Seguramente ustedes han pasado más de una vez por Casa de la Cultura y a lo mejor a algunos no les ha motivado pararse frente a ella. Una de las causas probables podría ser el recorrido cotidiano de pasar por el mismo lado de la plaza y con la mente enrolada en ocupaciones del día. La imagen general que nos ofrece la plaza, es una fuente de agua con un gran toro que descansa tranquilamente reflejándose en el estanque rectangular, teniendo como fondo un poco de su hábitat con los arbustos del jardín. Un toro bastante robusto y pesado.
No es lo mismo imaginar lo que se verá, si bajas o subes el nivel de una escalera a realmente bajarlo, con esto me refiero a que si siempre vemos un lado de la pieza imaginamos que el resto será muy semejante, sin embargo los otros lados, aunque se derivan de la misma estructura, lucen completamente distintos. El estudio que aquí vamos a presentar nos demostrará lo necesario e importante que es desplazarnos físicamente alrededor de una escultura, sobre todo ésta que tenemos a nuestro alcance, y donde justo en este movimiento nos muestra su belleza.
En esta pieza se aprecia este efecto circulatorio de múltiples caras, esta
escultura va sufriendo transformaciones mientras vamos rodeándola, sus lados atractivos los encontramos en varios puntos. Podríamos definirnos por un frente, y luego éste se desliza hasta convertirse en otro.
La metamorfosis de la pieza.
Sin duda, Juan Soriano era feliz al crear, como el mismo lo decía, y esta escultura es una muestra de ello, las transformaciones son exquisitamente sugeridas; a manera de juego las curvas lentamente se deslizan para dar forma a otro animal, su toro, vaca y jirafa permanecen unidos en una sola pieza, si por un lado vemos una enorme mole gorda y pesada en figura de toro, de pronto te encuentras con el delicado y largo cuello de la jirafa, que incluso ladea levemente su cabeza. Lo más sorprendente de la obra es la pausada transformación de un cuello tan ancho y corto hasta convertirse en frágil, delgado y largo.
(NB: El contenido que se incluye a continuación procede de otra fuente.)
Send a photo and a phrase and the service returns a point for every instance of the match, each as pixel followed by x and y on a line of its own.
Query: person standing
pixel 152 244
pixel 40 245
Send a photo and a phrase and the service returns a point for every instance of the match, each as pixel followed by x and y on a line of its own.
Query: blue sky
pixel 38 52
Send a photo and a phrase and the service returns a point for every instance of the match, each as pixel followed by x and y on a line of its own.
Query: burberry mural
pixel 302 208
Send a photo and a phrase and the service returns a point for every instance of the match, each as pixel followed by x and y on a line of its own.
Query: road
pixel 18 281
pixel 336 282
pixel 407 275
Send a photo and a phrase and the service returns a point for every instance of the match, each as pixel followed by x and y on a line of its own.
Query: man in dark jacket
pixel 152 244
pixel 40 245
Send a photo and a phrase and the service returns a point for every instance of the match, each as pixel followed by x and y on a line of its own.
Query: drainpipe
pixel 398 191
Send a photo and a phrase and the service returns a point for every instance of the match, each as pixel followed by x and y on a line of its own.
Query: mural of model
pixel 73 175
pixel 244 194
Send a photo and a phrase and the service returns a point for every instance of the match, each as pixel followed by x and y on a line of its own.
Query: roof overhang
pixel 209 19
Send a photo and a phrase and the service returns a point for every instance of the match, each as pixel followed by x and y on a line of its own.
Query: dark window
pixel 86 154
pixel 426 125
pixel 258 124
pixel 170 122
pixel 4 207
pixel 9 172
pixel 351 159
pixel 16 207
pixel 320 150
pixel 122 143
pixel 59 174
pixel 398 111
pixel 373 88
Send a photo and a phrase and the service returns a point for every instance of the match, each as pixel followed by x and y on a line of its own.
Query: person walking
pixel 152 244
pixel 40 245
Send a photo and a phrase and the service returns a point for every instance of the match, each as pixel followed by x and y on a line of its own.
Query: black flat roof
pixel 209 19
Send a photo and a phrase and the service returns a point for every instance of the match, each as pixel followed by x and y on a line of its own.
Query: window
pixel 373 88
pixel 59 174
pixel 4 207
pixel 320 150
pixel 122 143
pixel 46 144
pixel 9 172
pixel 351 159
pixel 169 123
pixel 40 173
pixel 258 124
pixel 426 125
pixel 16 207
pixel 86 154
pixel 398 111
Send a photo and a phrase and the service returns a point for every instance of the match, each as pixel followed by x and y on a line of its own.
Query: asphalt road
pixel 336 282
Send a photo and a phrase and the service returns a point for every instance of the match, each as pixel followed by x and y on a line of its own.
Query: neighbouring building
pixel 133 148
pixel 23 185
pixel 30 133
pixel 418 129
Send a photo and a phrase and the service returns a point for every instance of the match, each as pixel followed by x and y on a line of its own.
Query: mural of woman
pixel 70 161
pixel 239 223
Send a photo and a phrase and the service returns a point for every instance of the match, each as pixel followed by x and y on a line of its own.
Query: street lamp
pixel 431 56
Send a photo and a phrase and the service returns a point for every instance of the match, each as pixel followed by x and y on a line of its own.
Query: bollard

La escultura es para observarse por todos sus lados.
Es en este sentido que hay un error en la colocación de la pieza. La ubicación es un problema, pues no está en un lugar donde se pueda contemplar ampliamente. El recorrido se ve truncado por el jardín que esta unido a ella, no hay acceso visual por la parte de atrás, aunque puede verse escasamente a través de los árboles, no se aprecia en su totalidad. No estamos tratando con un relieve en donde se nos muestra únicamente la parte frontal, el artista esculpió la pieza cuidando el movimiento general de la obra. El diseño arquitectónico de Casa de la cultura, no fue contemplado para las dimensiones y características de la obra. Sin embargo aún cuando no se den las condiciones de espacio para mostrarla, debemos considerarnos afortunados de poder caminar más de medio círculo alrededor de ella.
El antecedente de esta pieza puede observarse en la trayectoria del autor; en el libro Juan Soriano el perpetuo rebelde escrito por Sergio Pitol encontramos un breve comentario donde él mismo explica la aparición de la figura del toro en su obra, fue una época en que tomó un receso en la pintura y dio inicio a una serie de trabajos en escultura. “Me convencí de que me era necesaria una carga emocional que ya no tenía para continuar esa clase de pintura, y entonces decidí buscar otro tipo de cosas. En el periodo de tránsito pinté El accidente en 1963; se trata del choque de un automóvil con una vaca. En obras posteriores esa vaca se quedó en mi pintura y un buen día se transformó en la escultura de un toro”.
Otras esculturas monumentales de Juan Soriano que tenemos en la ciudad son: la Paloma, ubicada atrás del complejo administrativo y Pájaro en la ola, pieza expuesta en el Jardín escultórico que justamente lleva el nombre de este artista jalisciense. Y que sin duda alguna debe ser muy conocido por los asiduos visitantes a las parotas de Comala.